‘Mondrian’s Studio’ – David Alker & Peter Liddell

15 October 2004 — 21 November 2004

“.. you’d expect him to walk back into the room at any moment and pick up his brushes.”

Castlefield Gallery’s forthcoming exhibition includes a reconstruction of Piet Mondrian’s studio at 15 East 59th Street in New York. The artist lived there for five months between 1st October 1943 and 1st February 1944 working on his final, ultimately unfinished, painting `Victory Boogie Woogie.` The studio with its idiosyncratic, home-made furniture and its whitewashed walls patterned with brightly coloured pieces of card was as much a work of art as a working studio space. For six weeks after his death in 1944 the studio was opened to the public as an act of homage before being dismantled. Since then the building itself, close to Central Park, has been demolished.

The reconstruction is a new work by David Alker and Peter Liddell made specifically for Castlefield Gallery, which was established as an artist-run gallery space. In broader terms it references the way in which the contemporary notion of the ‘Artists Studio’ has become an extension of the mythology of the artist.

Mondrian’s Studio is one in a series of art historical reconstructions by David Alker and Peter Liddell. Others have included The Last Futurist Exhibition based on Kasimir Malevich’s installation for the Dobychina Gallery Petrograd and The Installation for Galerie Iris Clert based on ‘Le Vide’ by Yves Klein.

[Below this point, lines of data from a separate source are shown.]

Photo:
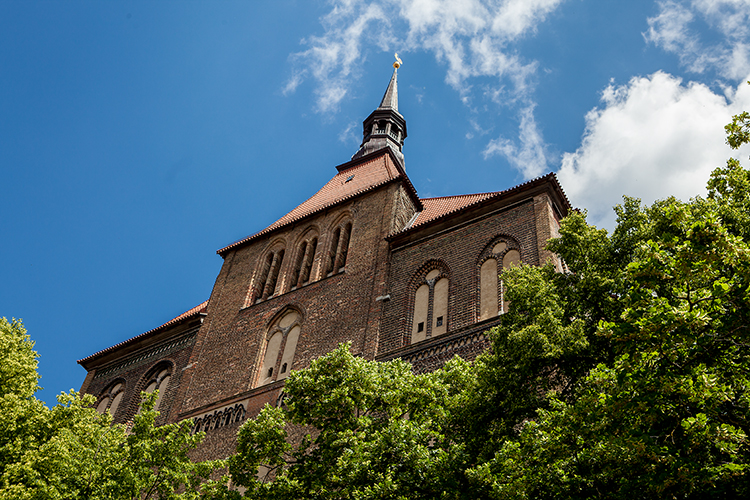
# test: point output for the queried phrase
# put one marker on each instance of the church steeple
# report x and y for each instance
(385, 127)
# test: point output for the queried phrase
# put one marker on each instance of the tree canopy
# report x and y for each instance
(627, 375)
(72, 451)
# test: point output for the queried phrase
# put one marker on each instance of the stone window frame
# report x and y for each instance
(267, 278)
(419, 278)
(154, 374)
(232, 414)
(274, 327)
(338, 245)
(115, 388)
(487, 253)
(303, 269)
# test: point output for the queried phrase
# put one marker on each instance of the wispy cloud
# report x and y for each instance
(651, 138)
(675, 30)
(529, 154)
(471, 38)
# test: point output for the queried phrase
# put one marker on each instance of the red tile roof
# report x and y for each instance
(195, 311)
(436, 208)
(348, 183)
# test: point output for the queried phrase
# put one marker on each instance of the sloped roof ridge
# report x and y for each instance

David Alker and Peter Liddell are based in Manchester and London and have collaborated since 1998. Recent exhibitions of their work have included We Go Round And Round In The Night And Are Consumed By Fire at Comme Ca Gallery in New York, Ouroboros: The Music of the Spheres at CCA Glasgow and The Last Futurist Exhibition in the Walker and Static in the 2002 Liverpool Biennial.